🤖 AI Summary
In V2X autonomous driving, single-vehicle perception suffers from occlusions, limited line-of-sight, and narrow fields-of-view, leading to incomplete and inaccurate 3D semantic occupancy prediction—and no dedicated collaborative benchmark exists. To address this, we introduce V2X-Sim, the first synthetic benchmark for cooperative 3D semantic occupancy prediction in vehicle-infrastructure systems. Built on CARLA, it generates dense, complete voxel-level geometric and semantic ground truth by replaying collaborative perception sequences and deploying high-resolution semantic voxel sensors. We propose the first cooperative 3D semantic occupancy prediction framework supporting multi-scale evaluation, featuring a baseline model that integrates spatial alignment and cross-agent attention-based feature aggregation. Experiments demonstrate consistent and significant performance gains over single-agent methods across all prediction ranges—especially at long distances—validating the efficacy of collaborative perception for robust, long-range occupancy forecasting.
📝 Abstract
3D semantic occupancy prediction is an emerging perception paradigm in autonomous driving, providing a voxel-level representation of both geometric details and semantic categories. However, the perception capability of a single vehicle is inherently constrained by occlusion, restricted sensor range, and narrow viewpoints. To address these limitations, collaborative perception enables the exchange of complementary information, thereby enhancing the completeness and accuracy.
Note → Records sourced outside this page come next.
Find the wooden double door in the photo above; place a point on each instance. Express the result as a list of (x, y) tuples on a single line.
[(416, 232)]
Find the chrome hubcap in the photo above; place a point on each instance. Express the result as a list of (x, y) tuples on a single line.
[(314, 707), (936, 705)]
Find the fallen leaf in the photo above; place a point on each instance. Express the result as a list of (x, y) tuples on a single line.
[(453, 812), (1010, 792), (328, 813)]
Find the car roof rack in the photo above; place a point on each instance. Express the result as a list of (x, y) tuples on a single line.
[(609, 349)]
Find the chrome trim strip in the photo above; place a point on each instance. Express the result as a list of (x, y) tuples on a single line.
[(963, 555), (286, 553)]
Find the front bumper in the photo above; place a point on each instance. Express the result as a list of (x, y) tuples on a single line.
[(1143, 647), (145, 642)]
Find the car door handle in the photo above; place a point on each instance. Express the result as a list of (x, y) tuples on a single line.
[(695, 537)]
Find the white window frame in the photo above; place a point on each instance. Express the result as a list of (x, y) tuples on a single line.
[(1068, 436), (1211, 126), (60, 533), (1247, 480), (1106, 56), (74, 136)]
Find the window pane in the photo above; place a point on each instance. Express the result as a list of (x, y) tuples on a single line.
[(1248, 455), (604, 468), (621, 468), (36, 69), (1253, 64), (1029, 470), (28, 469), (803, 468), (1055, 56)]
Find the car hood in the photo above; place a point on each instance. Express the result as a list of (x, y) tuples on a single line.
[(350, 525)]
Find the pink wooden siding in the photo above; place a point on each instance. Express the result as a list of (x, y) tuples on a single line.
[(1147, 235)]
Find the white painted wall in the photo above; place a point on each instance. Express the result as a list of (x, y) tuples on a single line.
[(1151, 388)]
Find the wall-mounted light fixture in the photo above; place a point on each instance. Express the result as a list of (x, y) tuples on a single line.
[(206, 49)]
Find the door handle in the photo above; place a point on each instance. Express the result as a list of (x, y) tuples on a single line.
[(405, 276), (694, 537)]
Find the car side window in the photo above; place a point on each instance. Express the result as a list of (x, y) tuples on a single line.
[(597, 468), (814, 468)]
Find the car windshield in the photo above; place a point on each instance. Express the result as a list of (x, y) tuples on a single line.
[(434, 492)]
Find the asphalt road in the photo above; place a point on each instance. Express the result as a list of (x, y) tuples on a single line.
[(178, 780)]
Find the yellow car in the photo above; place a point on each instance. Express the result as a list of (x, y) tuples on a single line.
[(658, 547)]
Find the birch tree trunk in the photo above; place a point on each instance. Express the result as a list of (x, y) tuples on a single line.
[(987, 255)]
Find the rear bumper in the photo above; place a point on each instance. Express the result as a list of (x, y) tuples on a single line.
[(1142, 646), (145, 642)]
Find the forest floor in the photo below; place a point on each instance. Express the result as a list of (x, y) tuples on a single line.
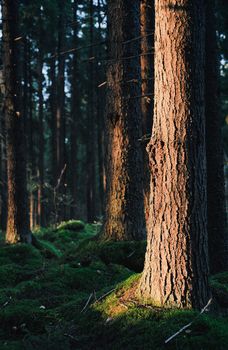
[(75, 292)]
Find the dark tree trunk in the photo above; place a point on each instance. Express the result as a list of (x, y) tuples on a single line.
[(60, 107), (3, 177), (124, 199), (176, 264), (147, 74), (53, 109), (91, 129), (100, 118), (217, 230), (40, 195), (18, 218), (74, 116), (30, 138)]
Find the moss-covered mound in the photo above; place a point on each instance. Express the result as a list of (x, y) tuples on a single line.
[(72, 225), (73, 291)]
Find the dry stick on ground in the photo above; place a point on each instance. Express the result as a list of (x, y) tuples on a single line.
[(103, 296), (87, 303), (190, 323)]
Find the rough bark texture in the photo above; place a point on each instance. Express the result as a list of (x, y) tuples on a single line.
[(40, 195), (124, 203), (74, 116), (176, 264), (18, 219), (217, 230), (147, 74), (3, 179), (91, 128)]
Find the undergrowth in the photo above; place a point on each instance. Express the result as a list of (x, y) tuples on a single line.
[(75, 292)]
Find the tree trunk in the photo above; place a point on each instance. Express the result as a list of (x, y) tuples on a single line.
[(217, 230), (91, 129), (52, 100), (3, 177), (60, 110), (124, 198), (18, 218), (74, 116), (100, 117), (176, 264), (40, 204), (147, 74)]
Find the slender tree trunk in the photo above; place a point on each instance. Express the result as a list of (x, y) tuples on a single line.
[(53, 118), (124, 202), (147, 74), (60, 110), (3, 178), (176, 264), (91, 129), (18, 218), (74, 116), (30, 139), (40, 194), (217, 230), (100, 119)]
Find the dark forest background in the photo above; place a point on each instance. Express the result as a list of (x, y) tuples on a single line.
[(63, 61)]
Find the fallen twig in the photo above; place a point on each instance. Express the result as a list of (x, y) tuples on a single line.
[(190, 323), (103, 296), (87, 303)]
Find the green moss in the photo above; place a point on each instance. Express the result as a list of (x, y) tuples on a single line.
[(48, 249), (128, 254), (43, 293), (219, 286), (20, 254), (72, 225), (17, 316)]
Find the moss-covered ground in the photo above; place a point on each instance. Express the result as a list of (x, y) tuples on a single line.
[(74, 292)]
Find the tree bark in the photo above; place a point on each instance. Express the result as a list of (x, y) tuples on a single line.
[(91, 128), (60, 108), (40, 194), (3, 177), (18, 218), (217, 230), (176, 264), (147, 74), (124, 198), (74, 116)]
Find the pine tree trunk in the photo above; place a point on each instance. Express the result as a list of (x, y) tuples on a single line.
[(41, 221), (176, 264), (18, 218), (30, 139), (3, 178), (124, 202), (60, 110), (147, 74), (74, 116), (54, 125), (217, 230), (91, 129), (100, 117)]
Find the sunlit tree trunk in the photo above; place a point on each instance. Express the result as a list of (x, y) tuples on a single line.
[(147, 74), (124, 202), (176, 263), (217, 230), (18, 218)]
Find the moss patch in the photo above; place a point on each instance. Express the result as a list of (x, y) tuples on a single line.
[(76, 292)]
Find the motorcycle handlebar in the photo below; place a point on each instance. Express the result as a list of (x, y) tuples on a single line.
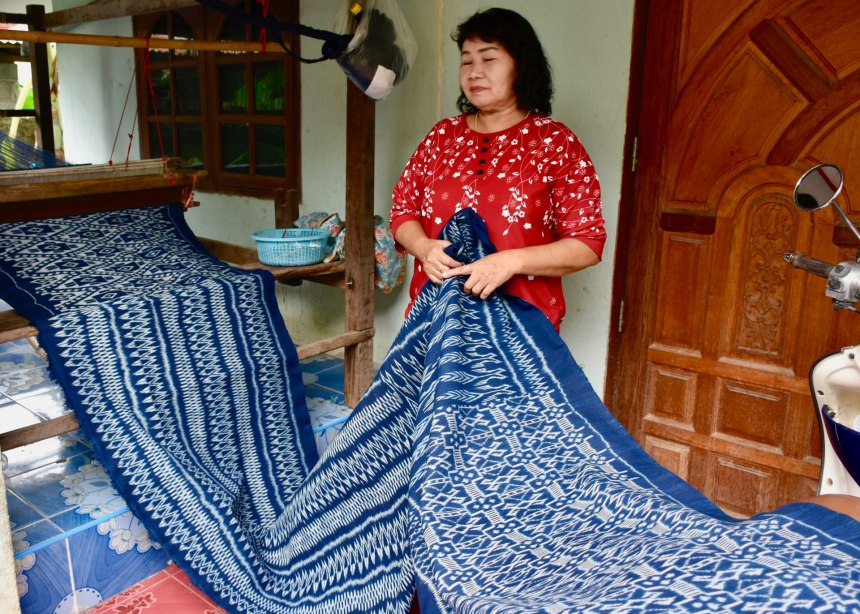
[(812, 265)]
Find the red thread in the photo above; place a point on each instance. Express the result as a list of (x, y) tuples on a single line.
[(147, 69), (262, 37), (119, 124)]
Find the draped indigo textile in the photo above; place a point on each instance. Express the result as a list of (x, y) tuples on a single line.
[(480, 464)]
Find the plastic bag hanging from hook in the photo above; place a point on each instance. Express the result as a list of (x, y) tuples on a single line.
[(382, 48), (373, 44)]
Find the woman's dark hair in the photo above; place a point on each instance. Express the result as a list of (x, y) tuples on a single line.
[(533, 83)]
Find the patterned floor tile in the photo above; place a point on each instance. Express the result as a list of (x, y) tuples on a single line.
[(167, 591), (69, 525)]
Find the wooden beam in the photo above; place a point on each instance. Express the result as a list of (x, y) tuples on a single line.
[(100, 40), (40, 69), (111, 9), (360, 148)]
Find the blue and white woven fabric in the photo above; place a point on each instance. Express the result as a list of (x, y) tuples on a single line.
[(480, 465)]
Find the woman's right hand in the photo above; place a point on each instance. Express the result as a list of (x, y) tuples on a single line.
[(429, 252), (434, 260)]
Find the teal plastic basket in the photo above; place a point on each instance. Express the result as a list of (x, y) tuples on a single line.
[(291, 247)]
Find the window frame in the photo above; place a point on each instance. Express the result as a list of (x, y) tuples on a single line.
[(207, 24)]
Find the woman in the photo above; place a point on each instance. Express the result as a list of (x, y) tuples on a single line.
[(527, 175)]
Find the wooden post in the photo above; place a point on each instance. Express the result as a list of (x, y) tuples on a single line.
[(40, 69), (360, 135)]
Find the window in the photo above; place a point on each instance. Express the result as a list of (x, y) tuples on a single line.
[(234, 114)]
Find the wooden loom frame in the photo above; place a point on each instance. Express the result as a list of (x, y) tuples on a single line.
[(355, 275), (70, 190)]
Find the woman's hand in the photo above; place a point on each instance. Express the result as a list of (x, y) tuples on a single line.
[(487, 274), (434, 260), (429, 252), (555, 259)]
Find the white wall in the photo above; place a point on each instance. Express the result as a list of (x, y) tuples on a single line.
[(588, 43)]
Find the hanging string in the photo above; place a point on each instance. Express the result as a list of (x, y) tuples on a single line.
[(262, 37), (147, 71), (119, 124), (334, 44)]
In the absence of a dedicated dataset for collaborative 3D semantic occupancy prediction, we augment an existing collaborative perception dataset by replaying it in CARLA with a high-resolution semantic voxel sensor to provide dense and comprehensive occupancy annotations. In addition, we establish benchmarks with varying prediction ranges designed to systematically assess the impact of spatial extent on collaborative prediction. We further develop a baseline model that performs inter-agent feature fusion via spatial alignment and attention aggregation. Experimental results demonstrate that our baseline model consistently outperforms single-agent models, with increasing gains observed as the prediction range expands.